What runs on Bio-Ethanol now then?
- Morrisons opened the first UK bio-ethanol E85 filling pump in March 2006 coinciding with the first deliveries of the Saab 9-5 BioPower flex-fuel car. Morrisons has 274 petrol forecourts across the UK and will sell E85 at four outlets in East Anglia and five outlets in Somerset, where the police are running Flexi Fuel Ford Focus cars.
- The 9-5 Saab, which can sense what fuel it has, gains 20% BHP and 16% torque when running on E85 compared to regular unleaded petrol. On E85, the fossil emissions of the Saab 9-5 are typically 50-70% cleaner than when running on petrol. (Source: www.saab.co.uk)
- Renewables East, the public-funded renewable energy agency for the East of England, project that developing this biofuel market has the opportunity to create and secure up to 10,000 jobs in agriculture and fuel production in the UK.
Around the World
- 50% of ALL cars sold in Brazil are FLEX FUEL VEHICLES (FFVs)– that’s over three quarters of a million vehicles a year. Even though bio-ethanol is only 25% of Brazil’s energy.
- Ford and GM are both (independently) actively involved to increase public awareness of bio-ethanol and to increase the availability of E85 in the USA. GM is spending ‘tens of millions of dollars’ on ethanol campaigning.
- Ford will produce 250,000 FFVs in the USA in 2006, and is also committed to sell FFVs in Canada, Europe, Brazil and Thailand.
- 4.5 million flexi fuel vehicles have been sold by General Motors.

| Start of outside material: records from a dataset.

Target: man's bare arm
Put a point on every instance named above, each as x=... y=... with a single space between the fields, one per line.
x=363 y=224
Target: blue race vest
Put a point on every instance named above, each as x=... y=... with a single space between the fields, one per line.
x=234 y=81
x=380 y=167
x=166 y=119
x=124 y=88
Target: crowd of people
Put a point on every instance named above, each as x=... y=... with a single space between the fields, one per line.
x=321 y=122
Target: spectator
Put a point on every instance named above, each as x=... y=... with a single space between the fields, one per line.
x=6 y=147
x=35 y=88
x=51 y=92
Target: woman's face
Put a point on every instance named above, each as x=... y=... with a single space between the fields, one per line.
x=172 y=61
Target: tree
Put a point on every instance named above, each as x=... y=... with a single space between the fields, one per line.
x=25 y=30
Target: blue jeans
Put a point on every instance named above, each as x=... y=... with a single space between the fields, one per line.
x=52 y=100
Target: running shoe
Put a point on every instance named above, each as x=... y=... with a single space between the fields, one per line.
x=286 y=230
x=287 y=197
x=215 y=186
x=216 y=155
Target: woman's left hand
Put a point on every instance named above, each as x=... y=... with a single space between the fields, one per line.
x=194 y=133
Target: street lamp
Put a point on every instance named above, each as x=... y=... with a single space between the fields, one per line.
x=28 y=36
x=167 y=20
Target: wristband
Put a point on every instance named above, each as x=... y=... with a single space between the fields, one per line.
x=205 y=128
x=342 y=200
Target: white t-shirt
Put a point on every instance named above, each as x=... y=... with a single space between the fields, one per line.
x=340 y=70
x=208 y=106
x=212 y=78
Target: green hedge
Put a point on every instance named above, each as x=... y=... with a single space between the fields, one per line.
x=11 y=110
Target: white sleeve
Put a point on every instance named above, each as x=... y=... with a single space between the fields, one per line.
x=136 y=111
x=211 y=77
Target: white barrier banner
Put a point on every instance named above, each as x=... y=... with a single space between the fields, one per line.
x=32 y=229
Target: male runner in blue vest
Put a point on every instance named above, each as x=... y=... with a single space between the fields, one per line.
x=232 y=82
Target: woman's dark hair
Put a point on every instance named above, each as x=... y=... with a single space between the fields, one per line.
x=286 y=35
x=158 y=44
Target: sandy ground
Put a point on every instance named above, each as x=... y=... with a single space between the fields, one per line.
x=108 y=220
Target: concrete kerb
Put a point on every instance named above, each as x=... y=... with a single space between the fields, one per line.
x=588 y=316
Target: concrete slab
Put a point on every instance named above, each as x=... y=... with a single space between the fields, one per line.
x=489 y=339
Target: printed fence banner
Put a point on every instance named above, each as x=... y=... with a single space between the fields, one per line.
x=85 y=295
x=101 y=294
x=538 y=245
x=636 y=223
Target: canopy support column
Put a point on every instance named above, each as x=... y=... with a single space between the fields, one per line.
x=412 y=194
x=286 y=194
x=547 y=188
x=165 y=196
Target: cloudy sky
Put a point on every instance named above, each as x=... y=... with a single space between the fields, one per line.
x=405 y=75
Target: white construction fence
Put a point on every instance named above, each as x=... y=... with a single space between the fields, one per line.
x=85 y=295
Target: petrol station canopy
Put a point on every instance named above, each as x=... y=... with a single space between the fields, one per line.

- GM has eight model lines which are FFVs, 1.3 million FFVs on the road and will build a further 400,000 in 2006.
- Saab has six FFV production lines in Brazil and has recently launched the 9-5 as an FFV in Sweden. Daimler Chrysler has five FFV model lines in the USA. Renault is active with ethanol and has one model line in Brazil, VAG has five lines in Brazil. Volvo has two FFV models.
- In Thailand, sales of GASAHOL which is 10% ethanol and 90% petrol, have QUADRUPLED from 2004 to 2005.
- In the USA, E85 fuel is cheaper than petrol – it’s the tax that changes the prices.